As the name suggests, a mirrorless camera is one that doesn’t require a reflex mirror, a key component of DSLR cameras. The mirror in a DSLR reflects the light up to the optical viewfinder. In a mirrorless camera, there is no optical viewfinder. Instead, the imaging sensor is exposed to light at all times. This gives you a digital preview of your image either on the rear LCD screen or an electronic viewfinder (EVF). Mirrorless cameras are called “mirrorless,” rather than DSLRs being called “mirrored,” simply because they came second.
Now, the term “mirrorless” is a little confusing. It didn’t really become used until the advent of mirrorless digital cameras with interchangeable lenses, but many styles of camera lack a reflexing mirror. Technically, a point-and-shoot is a mirrorless camera, as is a Leica rangefinder, and even older film models. However, the term “mirrorless” is generally used to describe digital interchangeable lens cameras (ILCs) that either has electronic viewfinders or simply no viewfinder, and that’s how we’ll be using it here.
If we already had DSLR cameras at all different price points, what was the point of removing the mirror and creating a new category of camera? The main reason is simply size. Without the beefy mirror box taking up space inside the camera body, mirrorless cameras can be made much smaller than their DSLR counterparts. Originally popular with beginners and casual photographers, this design has now grown on professionals, as well. We’ll get into additional advantages below.

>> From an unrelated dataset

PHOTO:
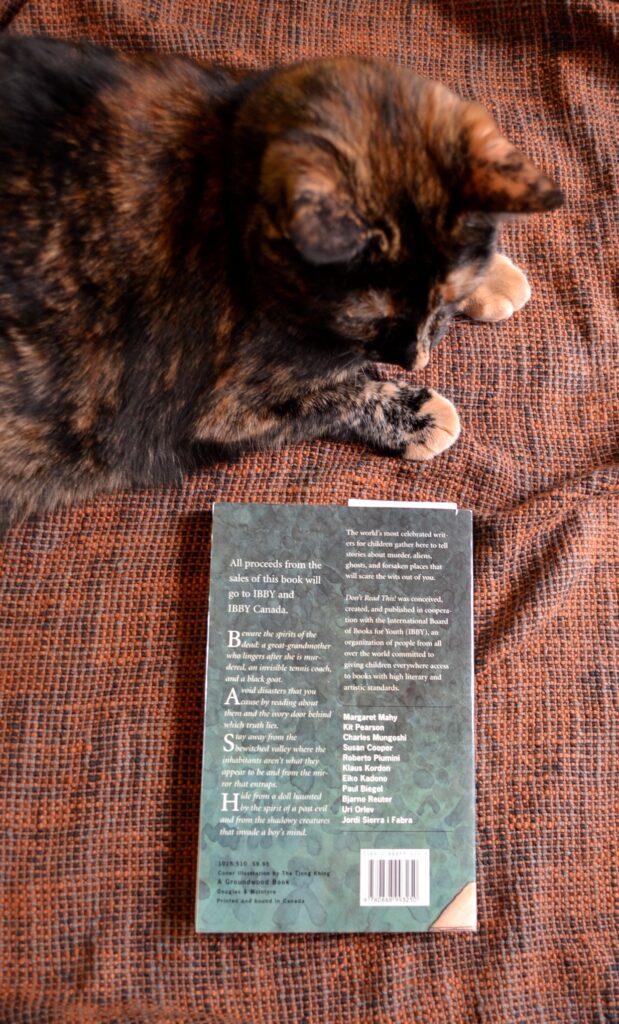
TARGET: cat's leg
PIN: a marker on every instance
(501, 292)
(411, 421)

Like DSLR cameras, mirrorless cameras use a bayonet-style mount for attaching different lenses. Each manufacturer has its own proprietary mount, so you can’t use just any mirrorless lens on any mirrorless camera. However, many third parties will produce lenses for those mounts, as well. The sole exception here is Micro Four Thirds, a mount that is shared by Panasonic, Olympus, and a few specialty players like drone maker DJI and cinema camera manufacturer Blackmagic Design. Any Micro Four Thirds lens can be used on any camera with the same mount, regardless of brand, with near full compatibility.

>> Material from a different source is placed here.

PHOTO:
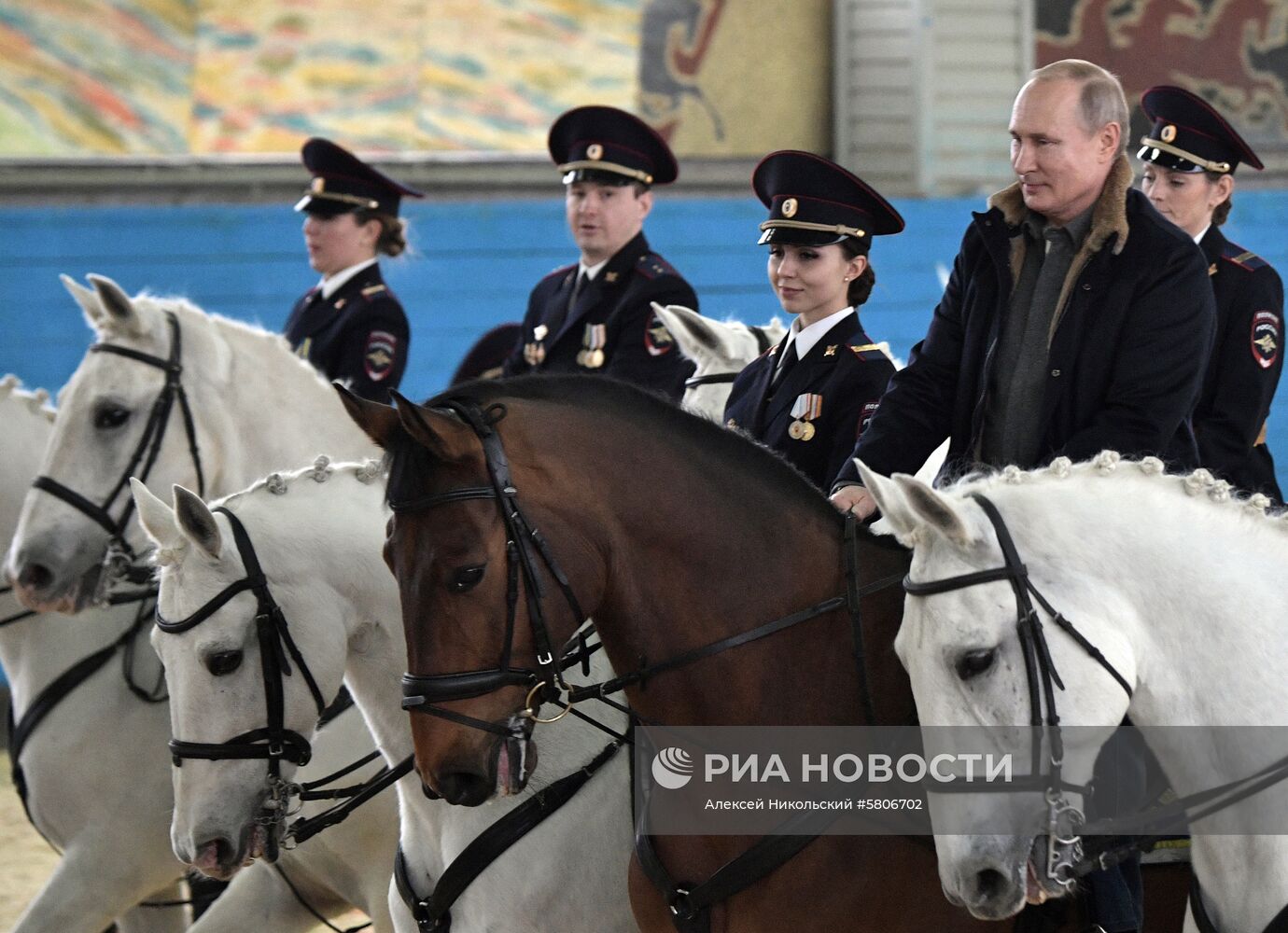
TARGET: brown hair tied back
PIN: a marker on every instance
(861, 287)
(393, 231)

One of the neat things about mirrorless interchangeable-lens cameras is that the flange back distance (the distance between the lens mount and sensor) is much smaller than on a DSLR. This makes it possible to attach a wide variety of lenses from DSLR manufacturers using various adapters. Companies like Fotodiox and Metabones sell lens adapters for mirrorless cameras that will let you use everything from the latest Canon lenses to the oldest medium format lenses you can find. You often sacrifice some performance when you do this, but it can be a huge benefit for photographers with existing caches of lenses.